すべての花へそして君へ①

「カナデくん。ヒナタくんのこと、怒ってくれてありがとう」

「……アオイちゃんはさ、やっぱりエスパーとかもなの?」

「え? そんなわけないでしょ? ただね? きちんとお礼、したかったんだ」


 俺のおかげで、彼が謝ってきてくれたんだと。俺がいなかったら、ずっと距離感に困って怖がってたままだったんだと。


「……そっか。それは……よかった」


 ――言わなきゃよかった。
 なんてことは、もちろん思ってない。だって、泣いてる彼女を……見たくはないんだから。

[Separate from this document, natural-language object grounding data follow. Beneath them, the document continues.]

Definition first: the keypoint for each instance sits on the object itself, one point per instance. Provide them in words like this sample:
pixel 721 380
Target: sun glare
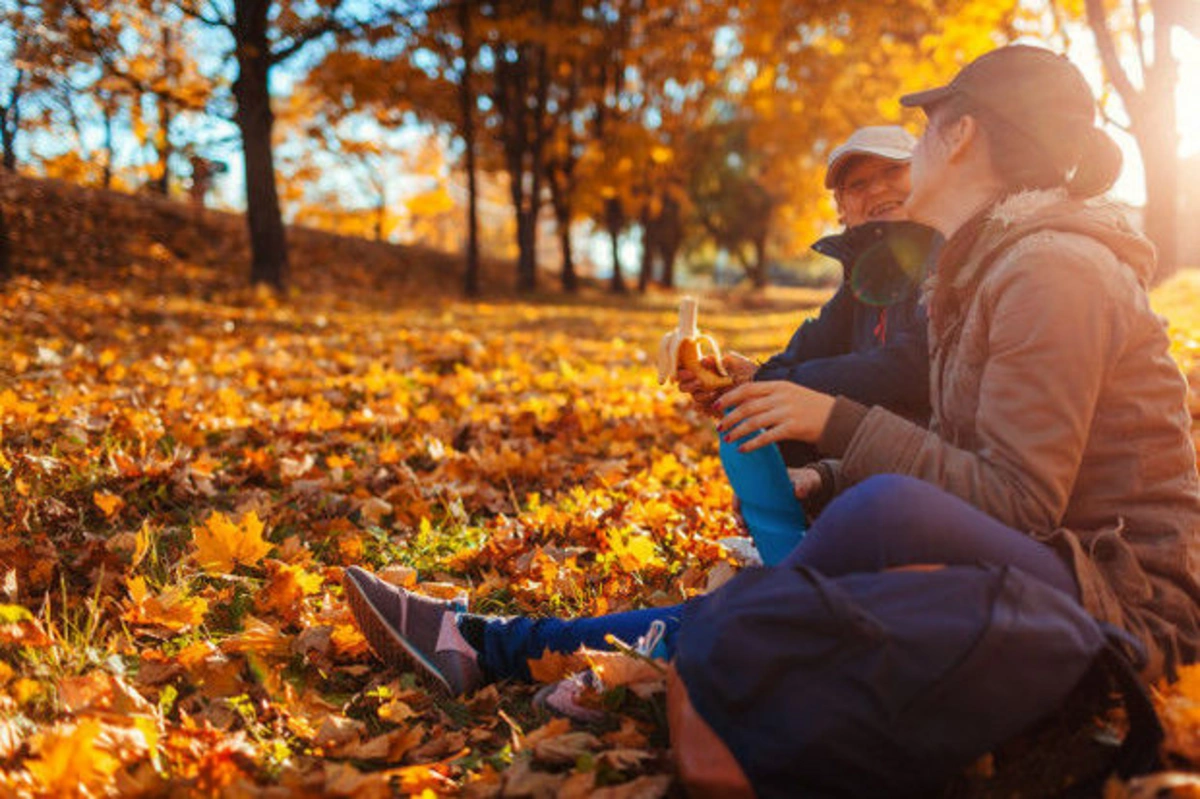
pixel 1188 94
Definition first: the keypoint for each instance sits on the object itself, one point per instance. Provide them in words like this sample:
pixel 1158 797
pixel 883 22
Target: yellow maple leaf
pixel 221 544
pixel 174 608
pixel 553 666
pixel 70 763
pixel 142 544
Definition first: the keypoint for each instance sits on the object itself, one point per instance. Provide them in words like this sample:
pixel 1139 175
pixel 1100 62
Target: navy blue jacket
pixel 870 341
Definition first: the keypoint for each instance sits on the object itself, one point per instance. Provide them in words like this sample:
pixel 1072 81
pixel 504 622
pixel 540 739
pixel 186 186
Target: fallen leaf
pixel 221 545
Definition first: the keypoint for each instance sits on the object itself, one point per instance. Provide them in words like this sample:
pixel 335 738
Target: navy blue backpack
pixel 891 684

「今度組にも遊びに行くね! ストレス発散しにみんな投げ飛ばさせて!」

「い、いや、それならアカネくんのところの方がいいと思うんだけど」

「え? だって罪悪感ないし!」

「そ、そうですか」


 彼によくよく言っておこう。彼女にストレスが溜まらないようにしておけと。


「それじゃあ、この辺で大丈夫! 送ってくれてありがとね」


 それから、会場の建物がわからなくなったらしい彼女を、俺も帰りがてら送ることにした。

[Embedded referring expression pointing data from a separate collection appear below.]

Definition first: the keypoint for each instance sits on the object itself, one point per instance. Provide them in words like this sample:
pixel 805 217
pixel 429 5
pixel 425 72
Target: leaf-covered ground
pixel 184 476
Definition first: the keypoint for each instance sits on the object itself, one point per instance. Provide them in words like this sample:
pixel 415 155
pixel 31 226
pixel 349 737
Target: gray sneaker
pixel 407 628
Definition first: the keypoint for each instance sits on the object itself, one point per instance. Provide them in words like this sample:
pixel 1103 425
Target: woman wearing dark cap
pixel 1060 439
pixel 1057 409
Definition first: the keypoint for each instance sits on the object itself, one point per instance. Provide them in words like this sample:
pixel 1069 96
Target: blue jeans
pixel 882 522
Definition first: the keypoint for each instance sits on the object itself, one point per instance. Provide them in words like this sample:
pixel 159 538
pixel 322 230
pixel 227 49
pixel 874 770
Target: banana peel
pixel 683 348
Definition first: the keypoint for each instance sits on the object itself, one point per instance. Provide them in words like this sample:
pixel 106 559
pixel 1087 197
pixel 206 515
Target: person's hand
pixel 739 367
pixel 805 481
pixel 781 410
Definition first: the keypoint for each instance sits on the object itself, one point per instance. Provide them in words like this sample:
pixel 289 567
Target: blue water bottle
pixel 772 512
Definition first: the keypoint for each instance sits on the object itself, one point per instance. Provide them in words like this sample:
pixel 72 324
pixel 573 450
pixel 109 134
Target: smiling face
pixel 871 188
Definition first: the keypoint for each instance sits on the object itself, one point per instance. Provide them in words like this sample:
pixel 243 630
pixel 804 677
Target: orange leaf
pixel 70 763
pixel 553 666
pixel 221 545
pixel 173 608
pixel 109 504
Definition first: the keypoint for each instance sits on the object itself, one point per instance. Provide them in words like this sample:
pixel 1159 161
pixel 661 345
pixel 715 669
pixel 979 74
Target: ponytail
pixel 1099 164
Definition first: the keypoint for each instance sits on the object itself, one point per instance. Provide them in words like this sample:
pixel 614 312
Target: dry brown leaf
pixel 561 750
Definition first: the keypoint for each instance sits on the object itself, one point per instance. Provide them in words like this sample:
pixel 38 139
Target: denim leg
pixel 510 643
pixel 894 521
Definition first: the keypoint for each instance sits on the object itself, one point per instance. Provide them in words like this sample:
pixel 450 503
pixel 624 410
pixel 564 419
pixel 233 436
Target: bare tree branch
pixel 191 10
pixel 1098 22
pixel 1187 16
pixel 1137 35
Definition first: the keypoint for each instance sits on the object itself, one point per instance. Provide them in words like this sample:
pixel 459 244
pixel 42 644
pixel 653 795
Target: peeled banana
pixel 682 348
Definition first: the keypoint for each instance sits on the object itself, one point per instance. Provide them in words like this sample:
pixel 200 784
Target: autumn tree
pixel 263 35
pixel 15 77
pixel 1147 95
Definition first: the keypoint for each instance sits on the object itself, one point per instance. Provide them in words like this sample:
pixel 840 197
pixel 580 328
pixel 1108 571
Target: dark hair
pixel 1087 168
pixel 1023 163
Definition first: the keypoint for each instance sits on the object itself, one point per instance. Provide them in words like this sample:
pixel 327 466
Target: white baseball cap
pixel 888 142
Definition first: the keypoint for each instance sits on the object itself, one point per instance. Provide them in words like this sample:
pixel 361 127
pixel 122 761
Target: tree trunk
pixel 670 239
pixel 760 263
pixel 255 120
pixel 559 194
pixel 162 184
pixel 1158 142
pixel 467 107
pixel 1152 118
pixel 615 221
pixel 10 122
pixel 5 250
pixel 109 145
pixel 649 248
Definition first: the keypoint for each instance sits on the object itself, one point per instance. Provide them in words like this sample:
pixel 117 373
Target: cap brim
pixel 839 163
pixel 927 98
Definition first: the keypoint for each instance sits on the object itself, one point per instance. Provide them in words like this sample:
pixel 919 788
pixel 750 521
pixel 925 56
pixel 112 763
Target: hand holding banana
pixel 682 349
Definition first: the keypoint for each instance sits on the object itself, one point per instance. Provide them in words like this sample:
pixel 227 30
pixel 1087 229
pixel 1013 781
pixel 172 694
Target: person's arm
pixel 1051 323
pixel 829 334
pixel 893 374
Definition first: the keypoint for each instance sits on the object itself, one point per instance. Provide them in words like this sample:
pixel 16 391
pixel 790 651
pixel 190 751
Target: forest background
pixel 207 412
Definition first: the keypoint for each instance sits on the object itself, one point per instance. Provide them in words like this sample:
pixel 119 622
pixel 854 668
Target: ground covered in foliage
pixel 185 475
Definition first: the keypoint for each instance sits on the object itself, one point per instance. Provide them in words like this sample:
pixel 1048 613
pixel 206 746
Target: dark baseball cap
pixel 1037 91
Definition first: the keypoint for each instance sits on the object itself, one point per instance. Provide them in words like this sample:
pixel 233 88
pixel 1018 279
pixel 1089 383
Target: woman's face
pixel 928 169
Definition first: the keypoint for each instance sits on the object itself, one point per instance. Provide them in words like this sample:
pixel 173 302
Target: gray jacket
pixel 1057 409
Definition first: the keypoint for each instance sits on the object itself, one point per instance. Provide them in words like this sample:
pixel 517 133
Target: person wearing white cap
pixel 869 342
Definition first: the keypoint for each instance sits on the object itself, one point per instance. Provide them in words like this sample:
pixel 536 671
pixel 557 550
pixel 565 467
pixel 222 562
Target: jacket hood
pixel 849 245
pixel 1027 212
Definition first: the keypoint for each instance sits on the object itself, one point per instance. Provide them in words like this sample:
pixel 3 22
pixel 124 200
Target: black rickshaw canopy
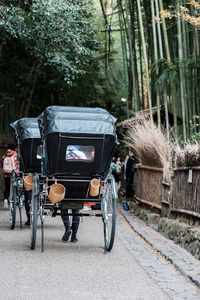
pixel 76 120
pixel 79 141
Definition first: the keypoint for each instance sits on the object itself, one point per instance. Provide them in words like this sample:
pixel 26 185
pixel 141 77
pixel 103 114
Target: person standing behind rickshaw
pixel 9 163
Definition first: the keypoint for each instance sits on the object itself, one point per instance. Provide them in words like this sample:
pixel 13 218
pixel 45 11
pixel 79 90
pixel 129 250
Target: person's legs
pixel 65 218
pixel 7 188
pixel 75 225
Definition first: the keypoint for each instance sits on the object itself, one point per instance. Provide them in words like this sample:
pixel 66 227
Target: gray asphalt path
pixel 70 271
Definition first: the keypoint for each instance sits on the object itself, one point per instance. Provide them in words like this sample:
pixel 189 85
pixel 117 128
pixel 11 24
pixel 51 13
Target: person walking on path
pixel 9 163
pixel 70 229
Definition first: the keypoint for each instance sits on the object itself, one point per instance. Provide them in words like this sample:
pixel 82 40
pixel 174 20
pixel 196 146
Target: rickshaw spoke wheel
pixel 20 217
pixel 34 211
pixel 109 213
pixel 12 205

「俺も帰るところだったから大丈夫だよ。……ちなみになんだけど、俺って何番目?」

「え? ……な、七?」

「……頑張って」

「ふふ。うん。ありがと」


 彼女は、小さな笑顔とやさしい残り香をここに置いていった。次は誰に返事をして、彼女はつらくなるのだろうか。


「……かなくん」

「え? ……ユズ、ちゃん」


 今は、誰にも会いたくなかったな。特に、君には。どんな顔したらいいか、……わからないから。


「ほれっ!」

「え?」


 そう言うや否や、彼女は大きく手を広げた。……そういえば、もう夜遅いのに。どうして、彼女はここにいるんだろう。


「小さな胸でもよろしければ!!!!」

「ぶふっ!!??」


 い、一体何を。じ、時間も時間なのに。


「ちょっとでも慰めになれたら嬉しいな」

「……っ、え。な、なんで」


 なんで君は、そんなことを知っているんだ……? 


「そんなのできないって思ってる? 申し訳ないって思ってる? ハッキリ言うと、この時をあたしは待ってたけどね! 性格悪いから言っちゃうけど!!」

「え。い、いや……」


 本当に性格悪かったら多分、そんなこと言わないです。


「ここに付け込んで、かなくんに取り入ろうとするあたしは最低女だ! だから、かなくんがここであたしに泣きついたらラッキーって思ってるっ!」

「……ゆずちゃん」


「さあ! どうしますか!?」……と。今でも両手を広げて言っている彼女を見て、なんだかおかしくなった。


「……それじゃあ」


 俺は、彼女にゆっくりと手を伸ばした。